I find these developements especially disturbing since I was brought up in a household that viewed the arts as a basic human need, right up there with food, shelter, and clothing.

Moss Hart, a famous playwright who grew up poor in the Bronx and Brooklyn in the 1920's, recalls a similarly arts-centered upbringing. In his memoir, Act One, he recalls that his family never considered giving up the theater, even though "I can well remember the times we went to bed in the dark because there was no quarter to put in the gas meter; or even more vividly, some evening meals eaten by candlelight for the same reason...We were grateful for this small patch of lunatic brightness in the unending drabness of those years."

Fortunately, every school Brooks has gone to has had rich arts programs. From his music therapy program in pre-K at CDC led by the extraordinary Judi Rubin Bosco, he moved on to PS 178 and benefitted from Little Orchestra Society, Cool Culture, and two outstanding art and music teachers, Ms. Gomez and Ms. Uffer, that elevated every school assembly. And finally, LearningSpring has a strong art and music presence, including a dance, art, and music therapy program new this year and a much-touted annual talent show that we hope Brooks will grace with his dance moves.

Brooks also gets a lot of arts exposure after school: private piano lessons, Broadway shows (and Off and Off-Off), museums, and one of our favorite family activites, "Broadway Playhouse." Sean Hartley and his diversely-talented band of players introduce children of all ages to Broadway composers through sketches and songs. Since my husband and I have spent many years writing musicals, this is a natural for us. But also for anyone who remembers their high school musical role fondly (which I'm guessing exempts my blogger colleague Elementary Dad given his latest post).

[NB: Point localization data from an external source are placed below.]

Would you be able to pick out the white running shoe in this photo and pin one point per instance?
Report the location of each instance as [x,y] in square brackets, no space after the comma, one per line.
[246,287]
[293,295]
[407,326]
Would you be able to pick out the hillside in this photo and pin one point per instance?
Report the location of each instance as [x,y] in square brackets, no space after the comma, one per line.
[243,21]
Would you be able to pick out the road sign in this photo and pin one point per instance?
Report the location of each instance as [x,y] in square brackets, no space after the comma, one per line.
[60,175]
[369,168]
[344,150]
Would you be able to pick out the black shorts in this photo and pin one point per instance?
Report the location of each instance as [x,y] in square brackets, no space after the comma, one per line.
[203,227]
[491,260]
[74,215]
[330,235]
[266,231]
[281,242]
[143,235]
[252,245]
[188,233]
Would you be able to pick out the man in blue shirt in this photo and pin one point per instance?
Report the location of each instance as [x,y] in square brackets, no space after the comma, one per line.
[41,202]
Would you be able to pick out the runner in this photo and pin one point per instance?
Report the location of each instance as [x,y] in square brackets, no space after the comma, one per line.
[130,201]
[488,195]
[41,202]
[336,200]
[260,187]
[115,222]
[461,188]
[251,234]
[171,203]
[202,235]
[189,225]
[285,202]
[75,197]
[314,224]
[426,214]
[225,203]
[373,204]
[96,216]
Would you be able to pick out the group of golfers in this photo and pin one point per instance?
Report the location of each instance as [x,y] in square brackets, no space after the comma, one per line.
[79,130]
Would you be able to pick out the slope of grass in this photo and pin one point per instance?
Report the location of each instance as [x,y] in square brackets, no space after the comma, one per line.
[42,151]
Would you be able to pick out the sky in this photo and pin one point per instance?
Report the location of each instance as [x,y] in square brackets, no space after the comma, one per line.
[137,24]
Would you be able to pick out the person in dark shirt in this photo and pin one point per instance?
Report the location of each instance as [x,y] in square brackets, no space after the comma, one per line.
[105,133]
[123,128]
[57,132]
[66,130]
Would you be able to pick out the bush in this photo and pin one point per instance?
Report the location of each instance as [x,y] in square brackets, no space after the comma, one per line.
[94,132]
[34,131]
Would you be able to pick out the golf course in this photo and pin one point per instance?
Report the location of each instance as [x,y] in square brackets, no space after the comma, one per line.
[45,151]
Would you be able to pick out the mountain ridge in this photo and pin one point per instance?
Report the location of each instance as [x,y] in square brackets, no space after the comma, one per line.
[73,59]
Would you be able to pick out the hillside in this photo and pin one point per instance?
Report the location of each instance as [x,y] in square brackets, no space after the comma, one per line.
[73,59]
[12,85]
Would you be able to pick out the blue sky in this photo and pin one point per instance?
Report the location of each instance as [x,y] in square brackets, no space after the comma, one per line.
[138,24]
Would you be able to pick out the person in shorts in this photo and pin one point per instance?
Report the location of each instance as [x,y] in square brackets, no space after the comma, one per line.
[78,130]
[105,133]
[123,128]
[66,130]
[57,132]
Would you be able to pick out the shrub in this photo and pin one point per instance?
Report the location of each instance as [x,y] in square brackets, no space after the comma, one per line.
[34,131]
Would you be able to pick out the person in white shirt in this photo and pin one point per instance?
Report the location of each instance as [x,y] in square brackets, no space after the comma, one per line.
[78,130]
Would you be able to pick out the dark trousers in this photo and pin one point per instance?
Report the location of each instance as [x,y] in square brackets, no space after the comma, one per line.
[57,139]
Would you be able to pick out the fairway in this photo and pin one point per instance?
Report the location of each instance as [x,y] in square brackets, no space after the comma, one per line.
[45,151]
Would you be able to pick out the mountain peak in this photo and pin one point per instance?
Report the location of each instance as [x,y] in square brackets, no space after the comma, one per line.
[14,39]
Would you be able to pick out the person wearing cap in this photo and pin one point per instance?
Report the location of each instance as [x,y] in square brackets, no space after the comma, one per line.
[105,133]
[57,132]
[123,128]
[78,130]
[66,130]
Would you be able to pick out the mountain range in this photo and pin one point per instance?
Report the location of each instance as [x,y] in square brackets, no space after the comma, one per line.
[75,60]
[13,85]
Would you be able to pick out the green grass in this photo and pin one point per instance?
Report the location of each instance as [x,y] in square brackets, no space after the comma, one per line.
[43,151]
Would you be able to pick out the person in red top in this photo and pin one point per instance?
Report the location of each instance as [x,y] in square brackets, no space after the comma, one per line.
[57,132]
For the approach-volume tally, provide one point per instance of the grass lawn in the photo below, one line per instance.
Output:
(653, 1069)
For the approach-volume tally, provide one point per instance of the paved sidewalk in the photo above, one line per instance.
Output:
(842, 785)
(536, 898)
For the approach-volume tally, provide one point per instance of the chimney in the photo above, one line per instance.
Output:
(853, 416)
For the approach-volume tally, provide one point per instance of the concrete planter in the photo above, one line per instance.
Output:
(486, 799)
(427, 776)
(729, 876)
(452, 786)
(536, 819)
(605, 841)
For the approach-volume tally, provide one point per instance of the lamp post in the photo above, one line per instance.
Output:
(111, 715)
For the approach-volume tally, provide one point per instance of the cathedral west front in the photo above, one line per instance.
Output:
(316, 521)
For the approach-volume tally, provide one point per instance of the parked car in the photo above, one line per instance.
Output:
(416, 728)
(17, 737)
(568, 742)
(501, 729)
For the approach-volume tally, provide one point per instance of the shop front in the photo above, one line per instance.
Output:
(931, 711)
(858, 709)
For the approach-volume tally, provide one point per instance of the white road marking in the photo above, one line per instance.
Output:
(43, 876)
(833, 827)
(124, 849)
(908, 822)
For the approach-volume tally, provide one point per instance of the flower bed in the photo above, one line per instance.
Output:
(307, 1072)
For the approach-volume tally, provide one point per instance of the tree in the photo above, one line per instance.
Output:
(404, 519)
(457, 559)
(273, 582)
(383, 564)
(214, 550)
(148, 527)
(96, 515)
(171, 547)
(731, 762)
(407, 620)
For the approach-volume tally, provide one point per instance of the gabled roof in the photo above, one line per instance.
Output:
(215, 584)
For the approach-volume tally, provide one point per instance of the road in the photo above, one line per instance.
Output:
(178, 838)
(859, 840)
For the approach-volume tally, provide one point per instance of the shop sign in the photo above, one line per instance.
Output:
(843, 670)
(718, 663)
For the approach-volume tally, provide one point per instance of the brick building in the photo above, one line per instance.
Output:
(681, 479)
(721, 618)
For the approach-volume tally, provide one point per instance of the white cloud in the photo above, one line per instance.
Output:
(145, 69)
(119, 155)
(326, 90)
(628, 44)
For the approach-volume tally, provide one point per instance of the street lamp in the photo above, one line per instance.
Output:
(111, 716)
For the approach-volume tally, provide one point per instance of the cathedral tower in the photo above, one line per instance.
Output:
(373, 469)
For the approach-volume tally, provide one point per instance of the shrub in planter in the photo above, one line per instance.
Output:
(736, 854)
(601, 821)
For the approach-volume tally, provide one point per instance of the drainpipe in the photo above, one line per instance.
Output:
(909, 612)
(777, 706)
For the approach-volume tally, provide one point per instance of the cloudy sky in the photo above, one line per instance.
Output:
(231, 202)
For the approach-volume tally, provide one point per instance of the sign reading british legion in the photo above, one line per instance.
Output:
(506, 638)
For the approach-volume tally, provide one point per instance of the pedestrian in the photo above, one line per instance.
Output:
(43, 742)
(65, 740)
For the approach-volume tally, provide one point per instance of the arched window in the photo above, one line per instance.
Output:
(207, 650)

There is a simple nostalgic charm that comes with participating in a Rodgers and Hammerstein sing-along with your kids:

There's a bright golden haze on the meadow,
There's a bright golden haze on the meadow,
The corn is as high as an elephant's eye,
An' it looks like its climbin' clear up to the sky.

Oh what a beautiful morning,
Oh what a beautiful day,
I've got a wonderful feeling,
Everything's going my way.

There is a humanity in these artistic experiences that New York City kids deserve.

Albert Einstein had a sign in his Princeton office that read: “Not everything that counts can be counted, and not everything that can be counted counts.” Perhaps Chancellor Walcott should take note.